Ekonomik krizlerin hâkim olduğu, sıkıntıların yaşandığı bir zaman
olan 1970’li yılların başında, Almanya’dan Türkiye’ye dönüş yapan
Hidayet Hanım ve çocukları, Üsküdar’da bir köşke taşınıp Füruzan
Hanım ve ailesine komşu olur. Hidayet Hanım’ın Alman eşi Hans’ın
Hitler hayranı geçmişi, oğlunu kaçırması ve bu trajik olayın ardında
bıraktığı izler, sadece aile bağlarını değil, aynı zamanda iki farklı
kültür arasındaki çatışmayı da gözler önüne serer.

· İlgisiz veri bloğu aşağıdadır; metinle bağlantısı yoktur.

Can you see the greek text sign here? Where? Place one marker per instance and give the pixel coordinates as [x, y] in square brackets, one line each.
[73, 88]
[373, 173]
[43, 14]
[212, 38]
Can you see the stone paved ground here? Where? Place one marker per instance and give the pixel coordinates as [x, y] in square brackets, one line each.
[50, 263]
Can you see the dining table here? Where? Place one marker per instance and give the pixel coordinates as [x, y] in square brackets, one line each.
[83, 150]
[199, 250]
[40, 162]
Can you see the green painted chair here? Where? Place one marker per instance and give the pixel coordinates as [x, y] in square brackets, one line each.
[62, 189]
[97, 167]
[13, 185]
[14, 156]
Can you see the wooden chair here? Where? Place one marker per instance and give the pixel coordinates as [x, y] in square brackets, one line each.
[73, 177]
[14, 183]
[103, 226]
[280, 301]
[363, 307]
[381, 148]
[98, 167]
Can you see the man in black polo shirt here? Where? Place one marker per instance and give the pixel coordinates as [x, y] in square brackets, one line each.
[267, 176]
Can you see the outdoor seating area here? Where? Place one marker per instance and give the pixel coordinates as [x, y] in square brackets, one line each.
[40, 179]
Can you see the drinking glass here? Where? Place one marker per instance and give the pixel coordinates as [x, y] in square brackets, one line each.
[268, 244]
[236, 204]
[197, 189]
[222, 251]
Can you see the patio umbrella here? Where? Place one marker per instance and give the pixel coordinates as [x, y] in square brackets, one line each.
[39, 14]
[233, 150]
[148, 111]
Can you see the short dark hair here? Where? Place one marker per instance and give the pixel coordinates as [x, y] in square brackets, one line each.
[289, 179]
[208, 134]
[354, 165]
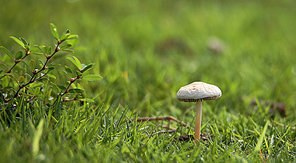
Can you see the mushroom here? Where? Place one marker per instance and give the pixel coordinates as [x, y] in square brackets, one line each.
[197, 92]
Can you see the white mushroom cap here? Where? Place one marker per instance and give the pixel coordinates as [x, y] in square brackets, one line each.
[198, 91]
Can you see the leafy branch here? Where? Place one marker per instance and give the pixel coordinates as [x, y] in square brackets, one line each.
[8, 93]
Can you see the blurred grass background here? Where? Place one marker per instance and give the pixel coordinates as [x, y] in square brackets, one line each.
[147, 50]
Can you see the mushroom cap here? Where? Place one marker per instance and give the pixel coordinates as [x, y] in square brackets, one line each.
[198, 91]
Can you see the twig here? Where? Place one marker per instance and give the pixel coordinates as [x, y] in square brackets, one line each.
[36, 71]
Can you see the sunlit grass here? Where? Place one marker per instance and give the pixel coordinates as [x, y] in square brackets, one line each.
[122, 39]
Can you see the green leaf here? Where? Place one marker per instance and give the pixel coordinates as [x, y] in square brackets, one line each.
[37, 137]
[24, 41]
[260, 140]
[6, 51]
[19, 55]
[75, 61]
[36, 84]
[68, 69]
[62, 87]
[54, 31]
[18, 41]
[91, 77]
[50, 69]
[73, 37]
[51, 76]
[86, 68]
[76, 90]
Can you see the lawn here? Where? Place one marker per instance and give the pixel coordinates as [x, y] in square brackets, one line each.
[145, 51]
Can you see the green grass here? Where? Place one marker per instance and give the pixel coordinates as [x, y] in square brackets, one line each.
[122, 39]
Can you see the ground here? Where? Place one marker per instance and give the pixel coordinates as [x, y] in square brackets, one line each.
[145, 51]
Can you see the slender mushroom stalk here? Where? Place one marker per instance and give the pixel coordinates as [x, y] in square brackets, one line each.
[197, 92]
[198, 120]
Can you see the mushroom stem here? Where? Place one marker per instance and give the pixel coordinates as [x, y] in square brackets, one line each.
[198, 120]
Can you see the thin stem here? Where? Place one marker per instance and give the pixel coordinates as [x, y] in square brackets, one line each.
[33, 78]
[198, 120]
[15, 63]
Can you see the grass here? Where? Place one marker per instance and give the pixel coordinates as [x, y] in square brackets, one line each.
[126, 40]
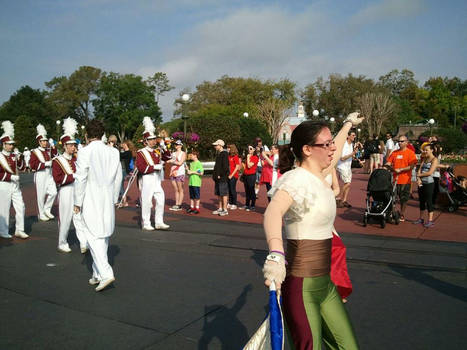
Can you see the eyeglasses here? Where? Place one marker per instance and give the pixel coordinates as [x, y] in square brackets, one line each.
[326, 145]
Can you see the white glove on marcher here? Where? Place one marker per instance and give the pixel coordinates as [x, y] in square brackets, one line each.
[274, 268]
[354, 118]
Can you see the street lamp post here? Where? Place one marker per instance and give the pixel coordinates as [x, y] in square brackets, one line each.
[431, 122]
[185, 98]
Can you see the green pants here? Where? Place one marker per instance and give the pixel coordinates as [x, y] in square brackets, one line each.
[314, 312]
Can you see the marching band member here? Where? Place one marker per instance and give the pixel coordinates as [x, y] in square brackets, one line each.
[63, 172]
[98, 179]
[10, 192]
[149, 164]
[41, 162]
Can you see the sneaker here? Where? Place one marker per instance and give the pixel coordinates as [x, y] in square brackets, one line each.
[21, 234]
[429, 224]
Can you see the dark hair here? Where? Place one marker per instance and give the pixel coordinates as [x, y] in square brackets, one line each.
[95, 129]
[304, 134]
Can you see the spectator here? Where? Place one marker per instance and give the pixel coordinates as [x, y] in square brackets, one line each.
[259, 149]
[402, 161]
[127, 159]
[344, 168]
[195, 171]
[177, 174]
[251, 163]
[426, 184]
[270, 172]
[234, 168]
[220, 175]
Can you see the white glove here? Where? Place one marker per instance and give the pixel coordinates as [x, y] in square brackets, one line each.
[274, 268]
[354, 118]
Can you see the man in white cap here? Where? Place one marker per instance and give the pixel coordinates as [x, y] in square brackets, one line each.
[149, 164]
[63, 172]
[41, 163]
[220, 175]
[98, 179]
[10, 164]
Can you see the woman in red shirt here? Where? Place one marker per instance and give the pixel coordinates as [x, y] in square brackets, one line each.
[234, 166]
[251, 163]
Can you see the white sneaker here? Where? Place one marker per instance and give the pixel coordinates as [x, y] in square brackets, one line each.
[162, 226]
[64, 249]
[21, 234]
[93, 281]
[104, 283]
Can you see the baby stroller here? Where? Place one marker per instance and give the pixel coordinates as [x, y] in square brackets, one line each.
[454, 189]
[380, 198]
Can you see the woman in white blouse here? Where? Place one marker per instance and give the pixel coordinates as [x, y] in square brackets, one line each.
[312, 307]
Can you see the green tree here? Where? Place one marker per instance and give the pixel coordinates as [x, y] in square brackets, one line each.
[160, 83]
[122, 101]
[73, 95]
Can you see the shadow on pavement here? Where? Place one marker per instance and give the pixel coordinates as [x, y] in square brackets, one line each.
[441, 286]
[222, 323]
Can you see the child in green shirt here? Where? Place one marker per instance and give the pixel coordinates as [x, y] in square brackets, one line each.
[194, 185]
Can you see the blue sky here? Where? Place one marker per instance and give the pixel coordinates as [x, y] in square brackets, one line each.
[198, 40]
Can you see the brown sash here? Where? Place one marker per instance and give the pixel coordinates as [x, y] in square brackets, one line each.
[308, 258]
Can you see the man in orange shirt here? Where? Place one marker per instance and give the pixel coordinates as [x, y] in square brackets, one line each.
[402, 161]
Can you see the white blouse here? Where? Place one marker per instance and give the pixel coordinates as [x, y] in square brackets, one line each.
[313, 211]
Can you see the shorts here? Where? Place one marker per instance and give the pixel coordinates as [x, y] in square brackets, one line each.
[403, 192]
[345, 174]
[259, 170]
[221, 188]
[180, 178]
[194, 192]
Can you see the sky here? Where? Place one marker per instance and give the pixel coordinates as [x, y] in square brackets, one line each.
[202, 40]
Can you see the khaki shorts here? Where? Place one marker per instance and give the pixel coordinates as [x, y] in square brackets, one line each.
[345, 174]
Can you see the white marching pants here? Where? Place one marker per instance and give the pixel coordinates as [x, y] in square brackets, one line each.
[151, 188]
[65, 210]
[45, 187]
[11, 193]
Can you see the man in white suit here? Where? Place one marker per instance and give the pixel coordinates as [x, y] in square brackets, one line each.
[98, 179]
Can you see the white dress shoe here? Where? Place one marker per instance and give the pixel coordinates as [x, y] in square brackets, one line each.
[64, 249]
[104, 283]
[21, 234]
[93, 281]
[162, 226]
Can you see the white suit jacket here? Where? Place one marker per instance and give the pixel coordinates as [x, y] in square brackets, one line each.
[97, 185]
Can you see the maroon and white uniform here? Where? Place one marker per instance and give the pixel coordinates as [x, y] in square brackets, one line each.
[63, 170]
[46, 190]
[149, 165]
[10, 192]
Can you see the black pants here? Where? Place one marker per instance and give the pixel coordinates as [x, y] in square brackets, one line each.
[425, 195]
[233, 190]
[250, 190]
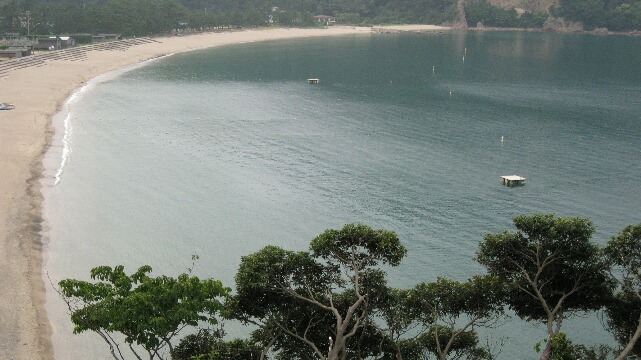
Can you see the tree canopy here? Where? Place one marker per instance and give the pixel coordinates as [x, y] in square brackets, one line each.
[551, 268]
[333, 301]
[623, 254]
[148, 311]
[147, 17]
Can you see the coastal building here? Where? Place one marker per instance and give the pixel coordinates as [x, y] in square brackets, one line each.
[15, 52]
[324, 19]
[55, 43]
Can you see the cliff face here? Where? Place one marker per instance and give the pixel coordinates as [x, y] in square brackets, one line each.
[525, 5]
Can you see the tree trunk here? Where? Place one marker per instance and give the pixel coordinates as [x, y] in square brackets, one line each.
[547, 351]
[633, 340]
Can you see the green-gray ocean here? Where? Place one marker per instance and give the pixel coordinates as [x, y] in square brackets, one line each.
[221, 152]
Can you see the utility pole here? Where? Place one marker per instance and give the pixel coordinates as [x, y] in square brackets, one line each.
[28, 23]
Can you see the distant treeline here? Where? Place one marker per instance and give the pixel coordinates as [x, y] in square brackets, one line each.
[147, 17]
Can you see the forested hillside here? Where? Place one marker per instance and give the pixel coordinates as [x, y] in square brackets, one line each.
[146, 17]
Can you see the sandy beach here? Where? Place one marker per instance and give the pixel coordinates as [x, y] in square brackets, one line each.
[38, 86]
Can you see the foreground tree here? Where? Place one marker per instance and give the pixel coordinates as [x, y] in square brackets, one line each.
[449, 311]
[551, 267]
[148, 311]
[318, 304]
[623, 254]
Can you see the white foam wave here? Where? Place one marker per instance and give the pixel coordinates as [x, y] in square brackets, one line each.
[66, 139]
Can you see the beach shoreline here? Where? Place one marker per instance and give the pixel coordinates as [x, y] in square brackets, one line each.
[39, 89]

Hidayet Hanım’ın yaşadıklarından sonra içine düştüğü sıkıntılı durum,
bir süre sonra ev sahibi Cezmi Bey’in rahatsızlığından ötürü onların
yanına taşınmasıyla tamamen değişir. Bu olay, aile üyelerinin
hayatlarında da yeni bir başlangıca işaret eder.
Füruzan Hanım ve ailesi, dostluklarının gücüyle Hidayet Hanım’a
destek olurken çocuklar arasında başlayan arkadaşlıklar, zamanla
karmaşık bir duruma dönüşür. Türkiye’nin 1970’lerden 2000’lere
uzanan dönemine tanıklık eden bu iki aile; siyasi değişimler, toplumsal
dönüşümler ve bireysel sınavlarla dolu bir serüvenin içine sürüklenir.
Bir Mucizedir Yaşamak sadece şanssız bir ailenin ve çevresinin gerçek
hikâyesini değil, aynı zamanda bir ülkenin geçmişiyle yüzleşme ve
geleceğe doğru ilerleme çabasını içeren bir yolculuğu anlatıyor. Yazar
bu romanında, geniş bir zaman dilimi içerisinde çocukların büyüme
süreçlerini, seçimlerini ve yaşadıkları dönemin izlerini sürerken tarihe
geçmiş aşkları, iç sızlatan derin acıları ve insan olmanın zorluklarına
dair derin sorgulamaları da okura aktarıyor.